Whether through physical decline, natural catastrophe, or misguided malice, our grid is subject to increasing threats that can and will lead to more frequent failure. Meanwhile, our centralized architecture, which is largely based on hub-and-spoke generation and transmission, only adds to the brittleness of the system.
One solution to these emerging infrastructure challenges that have been receiving increased attention is the use of microgrids: small, self-balancing networks that have the ability to fractally break apart from the larger grid for autonomous operation and then seamlessly recombine to function as part of the whole on demand. Such networks have a single point of common coupling to the grid, and include sources of generation (such as diesel and/or gas generators, distributed solar, and distributed wind resources), as well as electrical loads that can be managed in a coordinated manner. Demand response and energy efficiency -- and increasingly, storage and EVs -- often figure prominently in design and operation to flexibly manage supply and demand requirements on the microgrid.
Today, the United States has nearly 1,500 megawatts of generation operating in microgrids, but because such systems help to resolve reliability issues and enhance the performance of the larger grid, they also -- like distributed energy resources such as rooftop solar PV -- potentially threaten the traditional utility business model.
There's value there
We see several compelling ways that microgrids provide value over and above the status quo.
Microgrids can aggregate complementary distributed energy resources. Through the matching of supply and demand resources within a given microgrid, it is possible to tailor the performance of that network to provide specific operating or environmental performance characteristics. For instance, individual microgrids can be designed for interruptibility, or efficiency of generating sources and loads, or a specific level of reliability and power quality, or an environmental emissions profile, or even to maximize economic value by selling services to the macrogrid. In this way, microgrids make a fairly commoditized electricity system customizable to the quality needs of an individual customer.
Market-linked microgrids provide customers options that can help drive down costs and risks. The traditional electric customer is often a price-taker at the mercy of the utility’s pricing structure.

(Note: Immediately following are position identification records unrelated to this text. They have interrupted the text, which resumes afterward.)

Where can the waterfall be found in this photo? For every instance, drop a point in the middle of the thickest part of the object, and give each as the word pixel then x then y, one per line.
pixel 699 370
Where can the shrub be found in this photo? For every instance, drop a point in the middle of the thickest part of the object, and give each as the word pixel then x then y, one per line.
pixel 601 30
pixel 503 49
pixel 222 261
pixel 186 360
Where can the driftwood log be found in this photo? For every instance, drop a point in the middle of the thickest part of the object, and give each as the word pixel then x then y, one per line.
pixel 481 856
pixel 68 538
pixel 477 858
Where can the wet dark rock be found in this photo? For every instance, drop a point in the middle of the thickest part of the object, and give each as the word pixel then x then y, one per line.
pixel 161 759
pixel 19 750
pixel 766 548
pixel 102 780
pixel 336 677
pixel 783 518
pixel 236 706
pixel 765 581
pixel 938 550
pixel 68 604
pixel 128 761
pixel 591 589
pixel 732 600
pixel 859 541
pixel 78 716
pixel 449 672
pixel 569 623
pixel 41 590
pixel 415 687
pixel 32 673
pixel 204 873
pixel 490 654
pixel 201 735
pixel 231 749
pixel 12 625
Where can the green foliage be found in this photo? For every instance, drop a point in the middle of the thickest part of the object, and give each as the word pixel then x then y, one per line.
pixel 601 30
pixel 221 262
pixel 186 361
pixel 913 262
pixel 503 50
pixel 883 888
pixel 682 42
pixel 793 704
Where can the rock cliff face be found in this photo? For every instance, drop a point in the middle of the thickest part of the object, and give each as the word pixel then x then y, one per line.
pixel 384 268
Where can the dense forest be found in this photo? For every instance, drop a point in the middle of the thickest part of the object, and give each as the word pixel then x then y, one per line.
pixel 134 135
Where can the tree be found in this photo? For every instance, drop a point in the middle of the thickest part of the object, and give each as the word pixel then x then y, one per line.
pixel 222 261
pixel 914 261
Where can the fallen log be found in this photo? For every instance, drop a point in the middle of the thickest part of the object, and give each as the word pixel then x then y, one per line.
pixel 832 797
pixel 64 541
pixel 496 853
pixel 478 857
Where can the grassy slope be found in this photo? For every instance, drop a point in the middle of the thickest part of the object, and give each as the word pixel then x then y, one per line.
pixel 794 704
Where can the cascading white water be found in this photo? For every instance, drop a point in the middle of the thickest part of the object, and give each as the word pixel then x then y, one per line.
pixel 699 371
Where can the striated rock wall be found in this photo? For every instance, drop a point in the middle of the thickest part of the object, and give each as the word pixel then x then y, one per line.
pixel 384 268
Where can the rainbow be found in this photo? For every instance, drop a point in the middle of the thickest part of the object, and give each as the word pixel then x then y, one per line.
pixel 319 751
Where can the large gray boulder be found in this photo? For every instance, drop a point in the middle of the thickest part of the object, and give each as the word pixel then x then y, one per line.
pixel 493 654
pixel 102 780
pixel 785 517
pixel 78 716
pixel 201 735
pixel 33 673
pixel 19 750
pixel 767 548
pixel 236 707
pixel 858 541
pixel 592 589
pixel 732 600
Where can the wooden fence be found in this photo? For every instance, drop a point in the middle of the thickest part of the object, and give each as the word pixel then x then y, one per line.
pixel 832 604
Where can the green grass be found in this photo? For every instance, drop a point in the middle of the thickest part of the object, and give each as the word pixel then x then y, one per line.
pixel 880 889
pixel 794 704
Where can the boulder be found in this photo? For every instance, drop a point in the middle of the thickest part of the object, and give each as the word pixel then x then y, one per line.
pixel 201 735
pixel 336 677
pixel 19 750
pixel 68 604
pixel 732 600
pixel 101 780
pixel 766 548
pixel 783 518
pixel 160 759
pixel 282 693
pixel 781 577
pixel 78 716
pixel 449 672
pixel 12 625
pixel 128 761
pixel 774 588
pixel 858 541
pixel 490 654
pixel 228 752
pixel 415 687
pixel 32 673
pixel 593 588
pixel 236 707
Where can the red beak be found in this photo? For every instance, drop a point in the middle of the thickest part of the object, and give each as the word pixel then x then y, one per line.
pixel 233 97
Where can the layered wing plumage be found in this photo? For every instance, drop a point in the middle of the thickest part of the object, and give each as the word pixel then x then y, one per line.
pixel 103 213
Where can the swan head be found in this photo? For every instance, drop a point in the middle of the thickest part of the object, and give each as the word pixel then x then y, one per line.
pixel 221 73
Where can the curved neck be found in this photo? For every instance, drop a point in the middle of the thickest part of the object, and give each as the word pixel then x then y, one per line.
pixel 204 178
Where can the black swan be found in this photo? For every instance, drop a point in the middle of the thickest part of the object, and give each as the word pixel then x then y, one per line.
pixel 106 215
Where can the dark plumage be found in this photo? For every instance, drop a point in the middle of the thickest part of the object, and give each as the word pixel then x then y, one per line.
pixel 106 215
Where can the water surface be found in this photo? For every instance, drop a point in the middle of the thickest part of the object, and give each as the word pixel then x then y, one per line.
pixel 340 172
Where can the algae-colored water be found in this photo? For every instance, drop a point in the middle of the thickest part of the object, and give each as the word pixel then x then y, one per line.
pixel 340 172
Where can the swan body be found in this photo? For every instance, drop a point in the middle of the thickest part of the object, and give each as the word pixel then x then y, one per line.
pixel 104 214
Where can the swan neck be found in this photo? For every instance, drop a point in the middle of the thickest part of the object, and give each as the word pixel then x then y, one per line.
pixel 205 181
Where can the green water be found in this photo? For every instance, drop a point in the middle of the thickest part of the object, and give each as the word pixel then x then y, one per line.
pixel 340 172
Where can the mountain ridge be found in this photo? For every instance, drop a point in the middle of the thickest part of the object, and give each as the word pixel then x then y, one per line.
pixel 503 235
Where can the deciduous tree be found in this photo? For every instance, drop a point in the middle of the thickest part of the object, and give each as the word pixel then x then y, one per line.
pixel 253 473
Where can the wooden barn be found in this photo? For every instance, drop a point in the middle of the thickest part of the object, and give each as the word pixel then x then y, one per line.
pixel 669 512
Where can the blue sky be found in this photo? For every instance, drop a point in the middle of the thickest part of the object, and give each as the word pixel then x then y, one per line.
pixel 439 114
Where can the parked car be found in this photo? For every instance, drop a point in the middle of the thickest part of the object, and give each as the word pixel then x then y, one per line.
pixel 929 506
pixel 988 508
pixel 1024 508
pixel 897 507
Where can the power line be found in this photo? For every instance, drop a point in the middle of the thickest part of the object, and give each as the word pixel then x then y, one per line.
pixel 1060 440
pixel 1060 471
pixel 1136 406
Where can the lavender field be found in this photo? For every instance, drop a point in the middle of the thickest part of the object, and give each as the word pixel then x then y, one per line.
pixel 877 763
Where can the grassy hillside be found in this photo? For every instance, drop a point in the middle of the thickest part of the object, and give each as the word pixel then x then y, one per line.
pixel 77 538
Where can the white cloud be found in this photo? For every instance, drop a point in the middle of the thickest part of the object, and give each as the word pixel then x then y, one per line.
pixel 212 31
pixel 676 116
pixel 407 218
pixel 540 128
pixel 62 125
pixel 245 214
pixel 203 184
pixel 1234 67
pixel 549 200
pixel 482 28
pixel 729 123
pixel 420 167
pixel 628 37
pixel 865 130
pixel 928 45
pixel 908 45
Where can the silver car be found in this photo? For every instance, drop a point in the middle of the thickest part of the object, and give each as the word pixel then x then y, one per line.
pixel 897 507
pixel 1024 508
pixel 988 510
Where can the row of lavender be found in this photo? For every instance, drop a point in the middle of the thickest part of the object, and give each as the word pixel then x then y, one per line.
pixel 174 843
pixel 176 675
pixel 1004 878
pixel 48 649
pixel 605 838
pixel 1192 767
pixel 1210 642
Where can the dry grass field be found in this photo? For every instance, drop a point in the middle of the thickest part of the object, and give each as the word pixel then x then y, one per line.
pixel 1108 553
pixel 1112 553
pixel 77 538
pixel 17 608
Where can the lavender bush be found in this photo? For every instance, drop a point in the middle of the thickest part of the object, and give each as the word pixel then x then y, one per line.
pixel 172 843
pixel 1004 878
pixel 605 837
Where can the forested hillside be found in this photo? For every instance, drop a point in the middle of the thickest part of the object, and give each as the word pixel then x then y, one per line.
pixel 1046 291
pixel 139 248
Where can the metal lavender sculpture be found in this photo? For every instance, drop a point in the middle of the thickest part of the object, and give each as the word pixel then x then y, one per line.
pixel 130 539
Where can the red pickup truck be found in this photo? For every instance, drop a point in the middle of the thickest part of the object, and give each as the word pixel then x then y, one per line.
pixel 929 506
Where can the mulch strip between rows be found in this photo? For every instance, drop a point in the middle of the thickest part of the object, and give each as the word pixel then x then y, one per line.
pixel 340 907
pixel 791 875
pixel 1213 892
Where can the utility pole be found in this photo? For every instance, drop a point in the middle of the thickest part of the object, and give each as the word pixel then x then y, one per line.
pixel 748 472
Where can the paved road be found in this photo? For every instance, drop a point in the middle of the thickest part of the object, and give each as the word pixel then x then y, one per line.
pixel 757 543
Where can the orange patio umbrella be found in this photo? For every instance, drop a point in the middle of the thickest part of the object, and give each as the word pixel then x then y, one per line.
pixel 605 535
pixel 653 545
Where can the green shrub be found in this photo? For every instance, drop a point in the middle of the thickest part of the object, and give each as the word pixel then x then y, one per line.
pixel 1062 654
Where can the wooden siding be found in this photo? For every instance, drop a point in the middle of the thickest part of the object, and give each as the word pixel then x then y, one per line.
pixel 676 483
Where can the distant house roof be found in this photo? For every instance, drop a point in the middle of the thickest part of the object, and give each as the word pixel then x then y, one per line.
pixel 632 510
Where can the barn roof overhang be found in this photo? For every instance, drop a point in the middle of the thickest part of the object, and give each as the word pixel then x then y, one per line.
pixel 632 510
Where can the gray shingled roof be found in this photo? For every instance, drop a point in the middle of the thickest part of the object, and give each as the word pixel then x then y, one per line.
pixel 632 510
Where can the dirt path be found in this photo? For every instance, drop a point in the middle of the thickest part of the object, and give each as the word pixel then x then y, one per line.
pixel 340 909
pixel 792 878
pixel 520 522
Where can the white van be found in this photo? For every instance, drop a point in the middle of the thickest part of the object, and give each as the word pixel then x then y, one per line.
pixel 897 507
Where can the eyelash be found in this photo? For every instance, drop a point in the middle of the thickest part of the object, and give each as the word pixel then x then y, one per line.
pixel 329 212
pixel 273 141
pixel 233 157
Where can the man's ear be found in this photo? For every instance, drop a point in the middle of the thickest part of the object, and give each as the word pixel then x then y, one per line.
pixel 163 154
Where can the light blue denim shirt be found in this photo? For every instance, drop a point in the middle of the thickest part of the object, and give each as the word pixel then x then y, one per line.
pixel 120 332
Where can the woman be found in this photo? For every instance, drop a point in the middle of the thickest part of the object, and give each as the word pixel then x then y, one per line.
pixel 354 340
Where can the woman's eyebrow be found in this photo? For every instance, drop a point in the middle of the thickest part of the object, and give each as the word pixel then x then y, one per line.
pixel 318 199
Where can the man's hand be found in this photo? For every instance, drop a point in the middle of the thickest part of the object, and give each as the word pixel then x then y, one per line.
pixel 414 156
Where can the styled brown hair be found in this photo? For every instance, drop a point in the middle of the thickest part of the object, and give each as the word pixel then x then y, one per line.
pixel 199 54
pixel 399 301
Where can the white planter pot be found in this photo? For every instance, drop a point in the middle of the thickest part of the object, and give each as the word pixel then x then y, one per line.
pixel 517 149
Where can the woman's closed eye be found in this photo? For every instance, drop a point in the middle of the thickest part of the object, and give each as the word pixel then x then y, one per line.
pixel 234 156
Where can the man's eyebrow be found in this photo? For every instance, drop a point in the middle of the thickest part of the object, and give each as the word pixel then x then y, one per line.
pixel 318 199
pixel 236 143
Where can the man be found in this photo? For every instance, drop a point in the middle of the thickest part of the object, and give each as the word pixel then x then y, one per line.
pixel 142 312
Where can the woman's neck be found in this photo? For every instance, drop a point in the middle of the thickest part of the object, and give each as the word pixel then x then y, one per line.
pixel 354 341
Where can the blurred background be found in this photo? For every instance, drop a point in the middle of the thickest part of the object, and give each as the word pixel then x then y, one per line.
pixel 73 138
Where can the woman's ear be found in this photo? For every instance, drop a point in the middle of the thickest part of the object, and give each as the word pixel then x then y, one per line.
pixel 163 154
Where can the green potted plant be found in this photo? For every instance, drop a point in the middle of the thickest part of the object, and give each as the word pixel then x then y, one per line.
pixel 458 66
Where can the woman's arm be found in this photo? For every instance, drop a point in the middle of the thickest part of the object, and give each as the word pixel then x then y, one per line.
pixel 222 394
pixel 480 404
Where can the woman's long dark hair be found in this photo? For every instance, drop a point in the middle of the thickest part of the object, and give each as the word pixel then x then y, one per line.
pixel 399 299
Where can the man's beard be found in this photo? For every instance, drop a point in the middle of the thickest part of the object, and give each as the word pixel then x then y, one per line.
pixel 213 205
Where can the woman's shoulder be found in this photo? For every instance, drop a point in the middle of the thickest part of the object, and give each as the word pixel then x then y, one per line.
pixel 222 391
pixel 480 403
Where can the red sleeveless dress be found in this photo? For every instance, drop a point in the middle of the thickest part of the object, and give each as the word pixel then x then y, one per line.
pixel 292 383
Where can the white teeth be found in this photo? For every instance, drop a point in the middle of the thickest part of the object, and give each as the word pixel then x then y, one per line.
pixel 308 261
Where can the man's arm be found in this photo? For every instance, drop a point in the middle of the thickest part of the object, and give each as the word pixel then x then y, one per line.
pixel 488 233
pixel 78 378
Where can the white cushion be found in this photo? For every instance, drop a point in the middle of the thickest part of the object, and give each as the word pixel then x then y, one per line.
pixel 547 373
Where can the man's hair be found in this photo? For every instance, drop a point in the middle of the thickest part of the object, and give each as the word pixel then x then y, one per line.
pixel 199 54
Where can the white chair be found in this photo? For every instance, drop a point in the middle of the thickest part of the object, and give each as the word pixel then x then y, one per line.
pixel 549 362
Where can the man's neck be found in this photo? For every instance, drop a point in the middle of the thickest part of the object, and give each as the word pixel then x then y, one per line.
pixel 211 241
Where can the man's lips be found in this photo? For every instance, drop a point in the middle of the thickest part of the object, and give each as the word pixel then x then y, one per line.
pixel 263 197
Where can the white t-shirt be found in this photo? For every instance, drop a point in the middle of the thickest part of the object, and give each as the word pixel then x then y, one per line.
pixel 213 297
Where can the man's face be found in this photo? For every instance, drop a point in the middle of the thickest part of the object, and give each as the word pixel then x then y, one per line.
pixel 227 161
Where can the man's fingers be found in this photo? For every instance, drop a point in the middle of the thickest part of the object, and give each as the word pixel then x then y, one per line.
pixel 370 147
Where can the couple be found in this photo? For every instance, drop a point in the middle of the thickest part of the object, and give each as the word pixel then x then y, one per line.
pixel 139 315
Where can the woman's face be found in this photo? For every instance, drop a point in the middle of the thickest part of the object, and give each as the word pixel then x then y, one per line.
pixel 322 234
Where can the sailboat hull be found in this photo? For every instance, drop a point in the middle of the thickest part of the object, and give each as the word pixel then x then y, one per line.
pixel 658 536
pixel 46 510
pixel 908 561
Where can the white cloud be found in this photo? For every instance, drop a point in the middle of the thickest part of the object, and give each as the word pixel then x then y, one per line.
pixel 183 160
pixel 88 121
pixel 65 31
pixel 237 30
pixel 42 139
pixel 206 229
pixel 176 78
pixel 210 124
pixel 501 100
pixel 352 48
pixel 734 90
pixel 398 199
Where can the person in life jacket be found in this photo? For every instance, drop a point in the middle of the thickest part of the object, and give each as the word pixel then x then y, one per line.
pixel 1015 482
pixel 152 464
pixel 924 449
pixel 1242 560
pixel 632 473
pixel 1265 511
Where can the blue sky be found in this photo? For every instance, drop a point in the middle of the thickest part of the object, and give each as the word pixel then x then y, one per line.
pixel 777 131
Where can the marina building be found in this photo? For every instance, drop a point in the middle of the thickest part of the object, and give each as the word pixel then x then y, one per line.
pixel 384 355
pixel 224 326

Customer investment in efficiency and distributed resources like solar PV provide the customer with some power, but the microgrid represents the ability to completely flip the script. The microgrid puts power in the hands of the customer and opens up choices for how to manage energy risks and optimize costs. Places like White Oak, the campus of the U.S. Food and Drug Administration, are already showing what is possible. Today, White Oak optimizes on-site power production based on grid costs and fuel costs of on-site generators. As White Oak expands fuel sources on its campus by adding the ability to use biofuels, it continues to diversify away risks associated with sole dependence on utility power and reduces security risks associated with on-site reliance on one or two fuel types.
Microgrids promote infusion of additional private capital to supplement existing sources. The global microgrid sector is expected to grow from $10 billion in 2013 to $40 billion by the end of the decade. Much of the investment in microgrids will come from customers, since the microgrid market in the U.S., which represents 64 percent of the global market according to Navigant, is customer-driven. As electric utilities face the burden of raising huge sums to replace aging infrastructure, comply with environmental and renewables standards, and deploy smart grid technologies -- estimated to add to $2 trillion by 2030 -- growing customer investment in microgrids can ease the pressure on utilities and rates while simultaneously modernizing the grid.
Microgrids improve the efficiency of the electric system. A microgrid relies on generating equipment that is located close to the demands it must serve. The more a microgrid relies on its generating equipment to meet demand, the fewer units of energy are shipped from central power stations to customers. This reduces the 7 percent to 10 percent rate of loss that is typical in the transmission and distribution system, potentially saving energy costs by reducing total generation requirements.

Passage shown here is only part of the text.